I've had my 10g set up with live plants(anacharis, java fern, wendtii crypts) for about six months now and I absolutely love it - so do the fish. I would like to start adding some live plants to the 30g now but still keep my layout the way it is. Right now it is various fake plants in some decorative ceramic pots. Cheesy, but I like the look aside from the fake plants. Also, I'm not interested in changing out *all *the current gravel to something more plant-appropriate like teeny pebbles or soil or anything. 

What I would like are some suggestions(tips and experiences welcomed too) on low maintenance plants that wouldn't mind living in a pot. I would enjoy some crypts but I don't want them to feel cramped since they shoot out runners. I also like the look of the Willow Leaf Hygro as it's an easy, non-demanding plant from what I have read. But, I'm up for pretty much anything that won't require daily maintenance.

The tank info, nothing fancy:
_Residents_: 1 Clown Loach, several white cloud's and neons(~6 of each), 1 Gourami, 2 paletus cats.
_Lighting_: 17watt florescent - I assume I'll need to change this
_Filtration_: Penguin 200 biowheel and small corner sponge filter


----------



## mistergreen (Dec 9, 2006)

yeah, you can do it.
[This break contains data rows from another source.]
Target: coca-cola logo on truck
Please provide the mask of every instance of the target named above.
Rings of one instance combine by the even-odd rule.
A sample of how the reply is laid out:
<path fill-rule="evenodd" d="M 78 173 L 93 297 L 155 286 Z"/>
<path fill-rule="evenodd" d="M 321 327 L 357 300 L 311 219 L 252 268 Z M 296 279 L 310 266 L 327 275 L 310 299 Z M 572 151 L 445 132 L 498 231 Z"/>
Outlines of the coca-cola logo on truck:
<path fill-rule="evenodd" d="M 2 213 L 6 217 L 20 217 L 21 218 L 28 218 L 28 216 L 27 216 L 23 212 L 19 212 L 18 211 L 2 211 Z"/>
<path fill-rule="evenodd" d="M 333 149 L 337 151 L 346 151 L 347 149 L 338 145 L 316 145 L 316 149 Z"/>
Why not.. some people use an inch of potting soil/top soil in the pot as well then cover with gravel.. That'll give rooted plants a nice boost.

Choose the soil wisely, no extra fertilizers & not a lot of wood chips/bits. Soil sometime become anaerobic. You can mix in sand or gravel into the soil to not make it so rich.


----------



## kzr750r1 (Jun 8, 2004)

Why not just use a aquarium plant substrate in the pots? Using potting soil for example can cause issues quickly if not treated with care. This method can keep swords and crypts from growing out of control as well.


----------



## windy (Feb 21, 2007)

kzr750r1 said:


> Why not just use a aquarium plant substrate in the pots? Using potting soil for example can cause issues quickly if not treated with care. This method can keep swords and crypts from growing out of control as well.


Thanks! I was thinking about mixing some EcoComplete with fine gravel in the ceramic pots, and topping that off with a few of the larger stones already in the tank to keep the Clown Loach and cats from dipping in and possibly stirring up the soil. Either that or, if I can find it, some Aquasoil topped with the current aquarium stones. Hopefully that won't be overkill.

I figured that if potted plants work in ponds, they ought to work in aquariums too  I just need to find out what plants would be best for that sort of living arrangement now


----------